Firma, otomobil firmaları yerine modifiye ile uğraşan bayiler için sipariş üzerine sadece o otomobilde kullanılmak üzere ''kişiye özel'' farklı renk ve modellerde jant üretimi gerçekleştiriyor.

Kare Metal Yönetim Kurulu Başkanı Necat Öney, ana şirketleri Technocast adı altında iki tane daha şirketi olan Türk-Rus ortaklığı bulunan bir şirketler grubu olduklarını söyledi.

Öncelikli işlerinin otomobil jantı imalatı olduğunu, ayrıca yolcu taşıyan araçlar için de jant üretmeye başladıklarını ifade eden Öney, ağırlıkla ihraç etmek amaçlı İstanbul'da kurdukları tesisi 2010 yılında Çerkezköy Organize Sanayi Bölgesi'ne (ÇOSB) taşıdıklarını aktardı. 

Binek araçlar için ürettiklerin jantların yüzde 75'ini ihraç ettiklerinin altını çizen Öney, kalan yüzde 25'lik bölümünü ise Türkiye'deki iç piyasaya verdiklerini belirtti.

Öney, Türkiye'de 180'i aşkın bayi ile çalıştıklarını dile getirerek, "Ancak ihracatta çok enteresan pazarlara hitap ediyoruz.
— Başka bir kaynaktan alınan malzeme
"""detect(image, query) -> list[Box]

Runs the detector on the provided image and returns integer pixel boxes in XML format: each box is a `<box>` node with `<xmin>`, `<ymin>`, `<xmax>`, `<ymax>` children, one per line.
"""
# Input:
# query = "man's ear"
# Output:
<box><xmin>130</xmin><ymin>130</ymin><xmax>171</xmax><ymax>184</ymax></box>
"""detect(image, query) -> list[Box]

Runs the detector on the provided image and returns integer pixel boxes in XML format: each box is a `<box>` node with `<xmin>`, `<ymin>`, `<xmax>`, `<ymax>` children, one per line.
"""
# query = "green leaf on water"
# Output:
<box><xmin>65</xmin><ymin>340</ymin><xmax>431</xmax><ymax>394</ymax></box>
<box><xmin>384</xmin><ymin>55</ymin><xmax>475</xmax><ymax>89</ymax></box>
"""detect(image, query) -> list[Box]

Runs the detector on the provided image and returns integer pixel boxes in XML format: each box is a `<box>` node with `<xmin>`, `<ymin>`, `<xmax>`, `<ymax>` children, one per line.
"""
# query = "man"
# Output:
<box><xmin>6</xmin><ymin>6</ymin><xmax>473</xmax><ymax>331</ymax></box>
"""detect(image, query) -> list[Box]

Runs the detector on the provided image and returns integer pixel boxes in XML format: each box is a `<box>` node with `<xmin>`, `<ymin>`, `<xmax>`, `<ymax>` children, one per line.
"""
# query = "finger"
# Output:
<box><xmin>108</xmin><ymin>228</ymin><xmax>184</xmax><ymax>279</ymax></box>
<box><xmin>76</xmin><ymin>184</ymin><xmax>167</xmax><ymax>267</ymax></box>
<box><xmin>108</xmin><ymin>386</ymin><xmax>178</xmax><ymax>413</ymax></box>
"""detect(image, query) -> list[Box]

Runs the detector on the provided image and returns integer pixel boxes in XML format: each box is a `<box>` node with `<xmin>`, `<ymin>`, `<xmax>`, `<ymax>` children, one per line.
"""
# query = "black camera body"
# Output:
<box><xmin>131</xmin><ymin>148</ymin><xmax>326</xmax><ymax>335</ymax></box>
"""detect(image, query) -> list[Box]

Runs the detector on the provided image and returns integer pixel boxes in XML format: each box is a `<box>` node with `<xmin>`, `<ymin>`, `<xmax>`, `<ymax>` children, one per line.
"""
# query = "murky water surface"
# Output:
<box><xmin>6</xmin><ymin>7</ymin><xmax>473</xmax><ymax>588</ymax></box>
Otomobil firmalarının değil de onların sattığı servislerin arabaları giydiren güzelleştiren servislerin ihtiyaçlarını görmek adına birtakım ürünler üretiyoruz. Daha doğrusu butik tarzı çalışan bir firmayız. Müşterimiz bizden hangi araba için, ne tür bir jant istiyorsa o arabaya özel o jantı yapıyoruz ve o müşterimizden başkasına vermiyoruz. Şu anda 20 ülkeye ihracat yapıyoruz ve bunların çoğu Avrupa'da. Özellikle Almanya, İngiltere ve Fransa başta olmak üzere pek çok ülkeye ihracat yapıyoruz. Bunlardan bazıları otomobil firmalarının yetkili servis istasyonları. Normalde Türkiye, otomobil jantı üretiminde kuvvetli bir ülke. Avrupa'da kapasite olarak ikinci sıradayız. Ege Bölgesi'nde çok değerli firmalarımız var. Bu firmalarımızla bu konuda iftihar edebiliriz." diye konuştu. 

YETİŞMİŞ ARA ELEMAN SIKINTISI

Öney, şunları anlattı:

"Bu ara malları ve malzemeleri Türkiye üretmek zorunda. Cari açığı kapatmak için bu temel ham maddelerin üretimi 5-10 yıl içerisinde bu cari açığı kapatacak boyutta büyüktür. Benzeri örnekler var. Biz paslanmaz çeliği ithal ediyoruz. Kalıp yapmakta kullandığımız özel alaşımlı çelikleri ithal ediyoruz. Söylediğim gibi her türlü plastik ham maddesini hemen hemen her türlüsünü ithal ediyoruz. Bizim sıkıntımız iki tane. Biri bu madde ve malzemeleri ham maddeleri kendi ülkemizden temin edememek, ikincisi de yetişmiş ara eleman bulamamak. Teknik lise diye adlandırdığımız okullardan mezun olan insanlara ihtiyacımız var. Bunlar en az mühendis kadar ihtiyacımız olan insanlar, hatta mühendislerin sahada gördükleri işlerden daha fazlasını yapan insanlar bunlar. Biz, elektrikçi, kalıpçı, kaynakçı, hidrolikçi ve mekanikçi gibi adlar altında teknik elemanlara ihtiyacımız var ve hiçbirisini bulamıyoruz. Mühendisler belirli bir seviyenin altında, makine başında onlar kadar yararlı olamıyorlar. Çok enteresandır, bu tür okullardan mezun olan insanlar, bir fabrikada üretimde çalışmak yerine gidip AVM'lerde güvenlik görevlisi oluyor."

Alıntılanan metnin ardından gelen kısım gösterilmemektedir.